Un grande passo avanti è stato appena compiuto dalla scienza ad Oakland, in California: Brian Madeux, 44 anni, affetto dalla sindrome di Hunter, è stato sottoposto ad una terapia mirata a correggere un gene al fine di curare la sua malattia. Per la prima volta l'intervento è stato fatto direttamente sul DNA dell'individuo e non su cellule isolate in laboratorio.

Un tentativo privo di certezze ma ricco di speranza, i cui esiti si sapranno con sicurezza tra circa tre mesi.

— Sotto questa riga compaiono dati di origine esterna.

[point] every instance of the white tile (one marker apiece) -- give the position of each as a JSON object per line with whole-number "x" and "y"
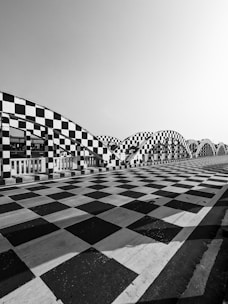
{"x": 33, "y": 292}
{"x": 67, "y": 217}
{"x": 120, "y": 216}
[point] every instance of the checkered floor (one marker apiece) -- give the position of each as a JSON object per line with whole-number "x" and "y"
{"x": 102, "y": 238}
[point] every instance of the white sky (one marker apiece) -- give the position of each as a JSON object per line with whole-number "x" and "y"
{"x": 122, "y": 66}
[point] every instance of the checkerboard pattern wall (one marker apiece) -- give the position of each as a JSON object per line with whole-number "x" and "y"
{"x": 109, "y": 141}
{"x": 5, "y": 146}
{"x": 64, "y": 143}
{"x": 162, "y": 145}
{"x": 132, "y": 141}
{"x": 42, "y": 116}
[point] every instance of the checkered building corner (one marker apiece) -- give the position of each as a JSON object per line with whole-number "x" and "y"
{"x": 131, "y": 142}
{"x": 70, "y": 134}
{"x": 109, "y": 141}
{"x": 162, "y": 145}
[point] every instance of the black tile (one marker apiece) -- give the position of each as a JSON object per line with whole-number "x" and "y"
{"x": 23, "y": 196}
{"x": 93, "y": 230}
{"x": 156, "y": 186}
{"x": 172, "y": 180}
{"x": 90, "y": 277}
{"x": 183, "y": 186}
{"x": 147, "y": 180}
{"x": 184, "y": 206}
{"x": 157, "y": 229}
{"x": 49, "y": 208}
{"x": 95, "y": 207}
{"x": 126, "y": 186}
{"x": 27, "y": 231}
{"x": 193, "y": 180}
{"x": 166, "y": 193}
{"x": 68, "y": 187}
{"x": 200, "y": 193}
{"x": 13, "y": 272}
{"x": 217, "y": 180}
{"x": 140, "y": 206}
{"x": 97, "y": 187}
{"x": 60, "y": 195}
{"x": 37, "y": 188}
{"x": 9, "y": 207}
{"x": 132, "y": 194}
{"x": 8, "y": 188}
{"x": 72, "y": 182}
{"x": 98, "y": 181}
{"x": 210, "y": 186}
{"x": 47, "y": 183}
{"x": 97, "y": 194}
{"x": 122, "y": 181}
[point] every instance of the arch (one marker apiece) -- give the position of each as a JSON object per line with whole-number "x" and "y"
{"x": 40, "y": 115}
{"x": 193, "y": 146}
{"x": 221, "y": 149}
{"x": 39, "y": 131}
{"x": 206, "y": 148}
{"x": 123, "y": 151}
{"x": 165, "y": 144}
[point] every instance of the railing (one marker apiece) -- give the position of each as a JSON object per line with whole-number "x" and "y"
{"x": 20, "y": 166}
{"x": 65, "y": 163}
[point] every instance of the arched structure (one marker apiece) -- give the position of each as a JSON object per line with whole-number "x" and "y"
{"x": 53, "y": 123}
{"x": 221, "y": 149}
{"x": 110, "y": 141}
{"x": 206, "y": 148}
{"x": 193, "y": 146}
{"x": 162, "y": 145}
{"x": 131, "y": 144}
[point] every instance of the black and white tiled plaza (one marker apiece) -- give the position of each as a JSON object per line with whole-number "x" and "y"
{"x": 130, "y": 236}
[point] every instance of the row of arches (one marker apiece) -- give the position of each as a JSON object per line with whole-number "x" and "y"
{"x": 61, "y": 134}
{"x": 165, "y": 145}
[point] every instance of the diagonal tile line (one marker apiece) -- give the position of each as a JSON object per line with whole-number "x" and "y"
{"x": 138, "y": 287}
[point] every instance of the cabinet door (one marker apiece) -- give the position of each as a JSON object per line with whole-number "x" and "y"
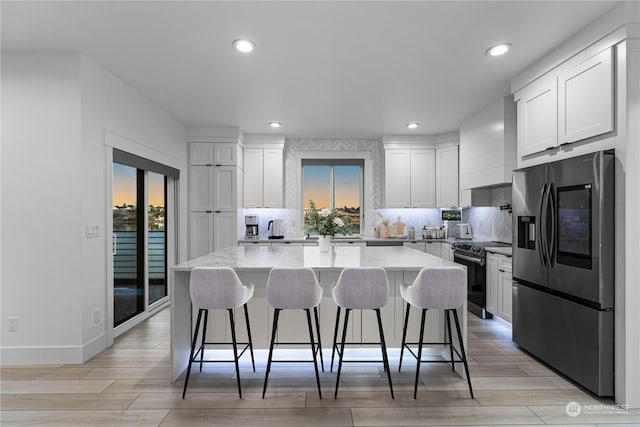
{"x": 421, "y": 246}
{"x": 506, "y": 295}
{"x": 201, "y": 153}
{"x": 253, "y": 177}
{"x": 492, "y": 283}
{"x": 273, "y": 179}
{"x": 201, "y": 188}
{"x": 224, "y": 230}
{"x": 447, "y": 191}
{"x": 200, "y": 233}
{"x": 225, "y": 154}
{"x": 447, "y": 252}
{"x": 585, "y": 99}
{"x": 434, "y": 248}
{"x": 538, "y": 116}
{"x": 397, "y": 178}
{"x": 224, "y": 195}
{"x": 423, "y": 178}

I medici hanno parlato chiaro: se l'intervento non andrà a buon fine non potrà essere corretto.

Cosa ha spinto Brian, nonostante le incertezze, a sottoporsi a questo intervento diretto sul DNA? “Voglio correre questo rischio, spero che possa aiutare altre persone” spiega, consapevole di non poter risolvere i danni che fino ad ora la sua malattia ha provocato al suo organismo ma speranzoso di non subirne ulteriori d'ora in poi.

Cos'è la sindrome di Hunter?

Si tratta di una patologia molto rara, conosciuta anche come mucopolisaccaridosi di tipo 2, la cui trasmissione è legata al cromosoma X. Questa sindrome danneggia progressivamente l'organismo in quanto causata dalla mancanza dell'enzima L- iduronato-2-solfatasi, avente la funzione di catabolizzare alcuni mucopolisaccaridi, costitutivi del tessuto connettivo dell'organismo umano; la sua mancanza porta all'accumulo di queste molecole nei lisosomi delle cellule, con conseguenti danni.

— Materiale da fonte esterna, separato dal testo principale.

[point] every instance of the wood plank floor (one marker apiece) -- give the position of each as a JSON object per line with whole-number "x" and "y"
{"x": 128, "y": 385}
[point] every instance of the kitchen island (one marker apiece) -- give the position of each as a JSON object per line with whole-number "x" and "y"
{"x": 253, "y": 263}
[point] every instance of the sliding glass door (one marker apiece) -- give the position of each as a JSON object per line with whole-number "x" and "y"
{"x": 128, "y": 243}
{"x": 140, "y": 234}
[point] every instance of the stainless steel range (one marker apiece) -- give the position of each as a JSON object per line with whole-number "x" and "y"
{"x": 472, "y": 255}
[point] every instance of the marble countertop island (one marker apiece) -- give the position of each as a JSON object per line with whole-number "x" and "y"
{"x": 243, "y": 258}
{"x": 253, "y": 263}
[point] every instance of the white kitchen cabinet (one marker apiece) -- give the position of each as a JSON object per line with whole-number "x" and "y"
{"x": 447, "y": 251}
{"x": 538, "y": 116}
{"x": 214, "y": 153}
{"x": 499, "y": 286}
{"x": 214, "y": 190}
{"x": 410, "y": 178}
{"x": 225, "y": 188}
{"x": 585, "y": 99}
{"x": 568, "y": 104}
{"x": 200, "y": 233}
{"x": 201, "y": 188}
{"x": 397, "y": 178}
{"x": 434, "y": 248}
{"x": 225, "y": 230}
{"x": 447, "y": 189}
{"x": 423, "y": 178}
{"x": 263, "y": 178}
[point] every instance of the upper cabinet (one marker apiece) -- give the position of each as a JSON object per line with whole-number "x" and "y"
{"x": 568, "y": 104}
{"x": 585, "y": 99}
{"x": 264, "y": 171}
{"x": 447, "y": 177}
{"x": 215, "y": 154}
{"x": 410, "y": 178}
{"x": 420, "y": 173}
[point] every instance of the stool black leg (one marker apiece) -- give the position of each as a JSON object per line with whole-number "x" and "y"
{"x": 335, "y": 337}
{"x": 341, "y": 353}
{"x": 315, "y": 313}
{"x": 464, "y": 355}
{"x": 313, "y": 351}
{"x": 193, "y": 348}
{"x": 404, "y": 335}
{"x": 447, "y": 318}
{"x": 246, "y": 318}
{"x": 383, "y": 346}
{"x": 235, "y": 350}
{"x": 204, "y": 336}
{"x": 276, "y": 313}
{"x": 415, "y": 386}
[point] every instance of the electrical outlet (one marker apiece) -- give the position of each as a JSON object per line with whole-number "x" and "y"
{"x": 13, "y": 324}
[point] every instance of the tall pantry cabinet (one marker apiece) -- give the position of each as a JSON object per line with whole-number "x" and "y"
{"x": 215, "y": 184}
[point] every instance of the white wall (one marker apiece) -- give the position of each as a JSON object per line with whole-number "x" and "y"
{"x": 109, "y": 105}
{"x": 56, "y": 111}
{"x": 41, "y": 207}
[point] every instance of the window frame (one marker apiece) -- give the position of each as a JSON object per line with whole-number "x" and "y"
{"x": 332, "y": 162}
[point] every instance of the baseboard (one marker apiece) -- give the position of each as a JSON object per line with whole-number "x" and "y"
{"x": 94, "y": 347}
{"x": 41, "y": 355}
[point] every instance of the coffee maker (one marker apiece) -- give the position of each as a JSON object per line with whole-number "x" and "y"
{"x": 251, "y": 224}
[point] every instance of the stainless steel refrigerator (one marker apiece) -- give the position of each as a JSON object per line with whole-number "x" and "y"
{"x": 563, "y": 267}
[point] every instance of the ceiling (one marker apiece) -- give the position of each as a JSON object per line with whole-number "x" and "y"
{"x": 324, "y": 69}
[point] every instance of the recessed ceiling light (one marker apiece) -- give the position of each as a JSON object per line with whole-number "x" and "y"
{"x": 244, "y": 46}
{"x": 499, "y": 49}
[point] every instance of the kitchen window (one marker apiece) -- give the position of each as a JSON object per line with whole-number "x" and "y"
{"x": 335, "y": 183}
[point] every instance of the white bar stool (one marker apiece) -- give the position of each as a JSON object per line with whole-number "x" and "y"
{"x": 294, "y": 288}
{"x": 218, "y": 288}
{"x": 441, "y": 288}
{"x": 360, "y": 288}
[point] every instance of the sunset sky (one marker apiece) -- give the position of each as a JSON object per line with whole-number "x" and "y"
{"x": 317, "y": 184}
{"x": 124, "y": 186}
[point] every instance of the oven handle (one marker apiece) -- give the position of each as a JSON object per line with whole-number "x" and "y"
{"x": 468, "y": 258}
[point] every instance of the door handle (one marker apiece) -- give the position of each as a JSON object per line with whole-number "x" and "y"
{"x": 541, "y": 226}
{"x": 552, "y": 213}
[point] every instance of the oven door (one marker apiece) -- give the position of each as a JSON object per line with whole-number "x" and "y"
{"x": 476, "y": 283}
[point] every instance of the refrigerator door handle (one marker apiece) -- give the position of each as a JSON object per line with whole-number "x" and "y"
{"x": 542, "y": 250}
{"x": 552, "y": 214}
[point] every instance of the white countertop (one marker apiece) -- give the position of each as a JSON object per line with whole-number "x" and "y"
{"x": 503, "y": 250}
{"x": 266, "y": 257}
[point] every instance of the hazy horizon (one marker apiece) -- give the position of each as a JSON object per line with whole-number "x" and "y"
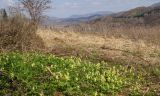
{"x": 67, "y": 8}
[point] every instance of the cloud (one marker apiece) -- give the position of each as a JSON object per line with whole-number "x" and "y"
{"x": 8, "y": 2}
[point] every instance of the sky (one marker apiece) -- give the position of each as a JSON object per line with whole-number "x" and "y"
{"x": 66, "y": 8}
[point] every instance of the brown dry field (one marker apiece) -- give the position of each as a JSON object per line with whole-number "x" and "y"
{"x": 106, "y": 47}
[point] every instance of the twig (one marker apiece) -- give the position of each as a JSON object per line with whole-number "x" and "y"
{"x": 50, "y": 71}
{"x": 113, "y": 49}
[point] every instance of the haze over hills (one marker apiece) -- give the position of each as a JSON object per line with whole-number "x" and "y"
{"x": 140, "y": 15}
{"x": 74, "y": 19}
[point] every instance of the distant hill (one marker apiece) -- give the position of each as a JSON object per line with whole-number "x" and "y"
{"x": 155, "y": 5}
{"x": 138, "y": 16}
{"x": 75, "y": 19}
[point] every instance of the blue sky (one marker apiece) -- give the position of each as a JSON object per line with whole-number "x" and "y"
{"x": 66, "y": 8}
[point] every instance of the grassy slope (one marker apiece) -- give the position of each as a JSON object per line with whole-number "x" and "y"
{"x": 41, "y": 74}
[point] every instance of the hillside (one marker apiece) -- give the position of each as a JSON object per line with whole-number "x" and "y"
{"x": 75, "y": 19}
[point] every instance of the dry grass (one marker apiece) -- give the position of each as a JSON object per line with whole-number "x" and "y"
{"x": 101, "y": 47}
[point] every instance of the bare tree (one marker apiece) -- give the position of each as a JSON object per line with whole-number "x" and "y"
{"x": 36, "y": 8}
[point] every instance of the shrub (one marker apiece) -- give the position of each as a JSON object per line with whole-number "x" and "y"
{"x": 46, "y": 75}
{"x": 17, "y": 33}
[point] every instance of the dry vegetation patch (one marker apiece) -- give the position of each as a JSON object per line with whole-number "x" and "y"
{"x": 102, "y": 47}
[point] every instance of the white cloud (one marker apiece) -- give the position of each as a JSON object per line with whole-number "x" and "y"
{"x": 8, "y": 2}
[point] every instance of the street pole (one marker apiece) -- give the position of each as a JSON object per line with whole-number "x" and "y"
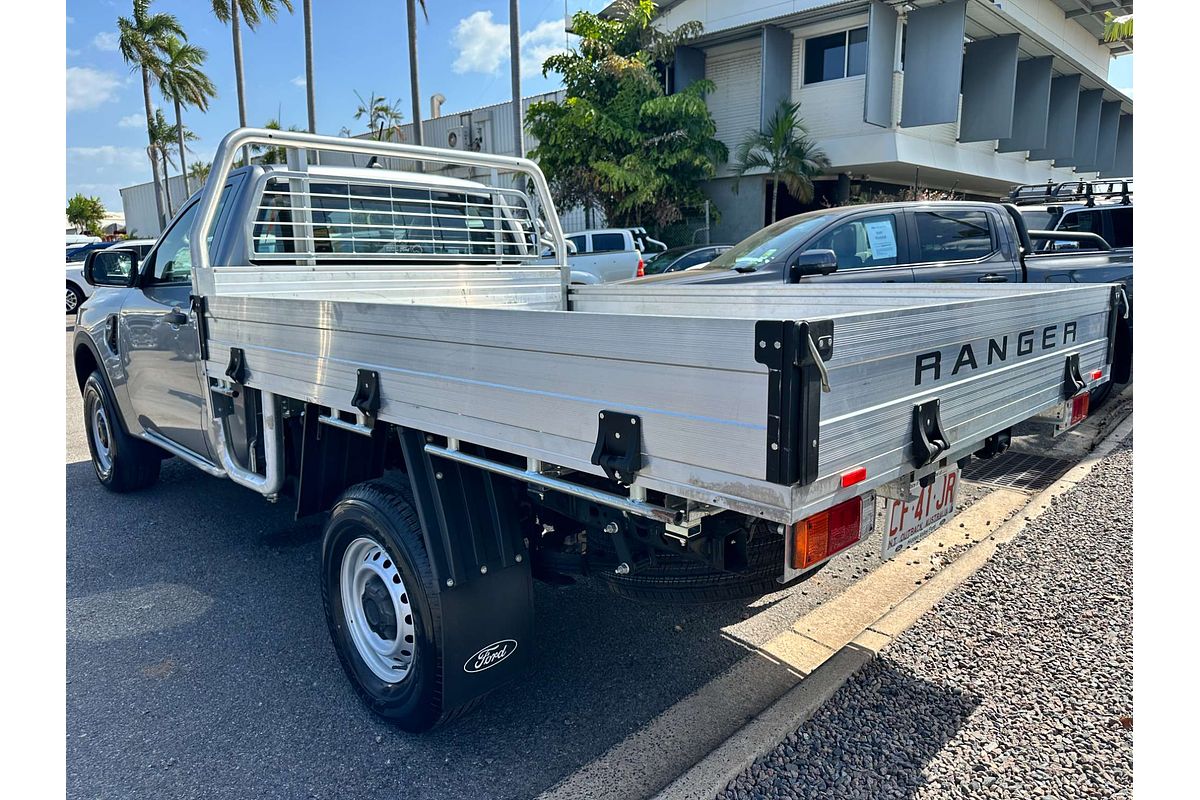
{"x": 412, "y": 71}
{"x": 307, "y": 64}
{"x": 515, "y": 58}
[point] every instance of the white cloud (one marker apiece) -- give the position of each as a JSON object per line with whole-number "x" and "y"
{"x": 483, "y": 44}
{"x": 108, "y": 155}
{"x": 106, "y": 41}
{"x": 89, "y": 88}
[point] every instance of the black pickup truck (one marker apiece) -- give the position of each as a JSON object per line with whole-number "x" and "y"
{"x": 918, "y": 242}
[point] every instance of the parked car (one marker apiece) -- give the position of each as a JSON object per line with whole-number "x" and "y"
{"x": 78, "y": 289}
{"x": 922, "y": 242}
{"x": 1103, "y": 208}
{"x": 461, "y": 431}
{"x": 683, "y": 258}
{"x": 79, "y": 252}
{"x": 606, "y": 254}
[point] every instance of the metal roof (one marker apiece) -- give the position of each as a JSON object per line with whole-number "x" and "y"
{"x": 1090, "y": 16}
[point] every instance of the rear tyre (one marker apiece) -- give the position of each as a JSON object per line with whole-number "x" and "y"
{"x": 121, "y": 462}
{"x": 75, "y": 298}
{"x": 383, "y": 615}
{"x": 678, "y": 579}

L'aspettativa di vita, per un individuo affetto da sindrome di Hunter, varia dai 10 ai 60 anni di vita a seconda della gravità del caso.

Cosa può fare l'editing genetico?

Non è stata utilizzata la Crispr - la tecnica più moderna di editing genetico - per intervenire sul genoma di Brian Madeux, bensì quella delle “nucleasi a dita di zinco”.

Luigi Naldini, medico e direttore di Telethon, spiega così di cosa si tratta: “Le zinc-finger nucleasi sono delle proteine artificiali costruite in laboratorio con due porzioni distinte: una in grado di riconoscere e legarsi ad una precisa sequenza di lettere sul DNA, l’altra di tagliare il DNA e di mettere così in moto i normali meccanismi riparativi da parte della cellula che possono ricopiare nel sito del taglio una sequenza corretta”.

Naturalmente questo procedimento non è privo di rischi, il genoma potrebbe venire alterato in modo errato portando all’insorgenza di complicazioni o nuove patologie; il caso di Brian Madeux è stato analizzato scrupolosamente, è stata fatta un’accurata valutazione dei rischi prima di decidere con il diretto interessato di intervenire con una tecnica di editing genetico. Ora non rimane che aspettare i risultati. Sarà valsa la pena di fare questo tentativo? Ancora non lo sappiamo, ma una cosa è certa: se questa terapia desse gli esiti sperati, per i pazienti affetti da sindrome di Hunter rappresenterebbe la fine di grandi sofferenze.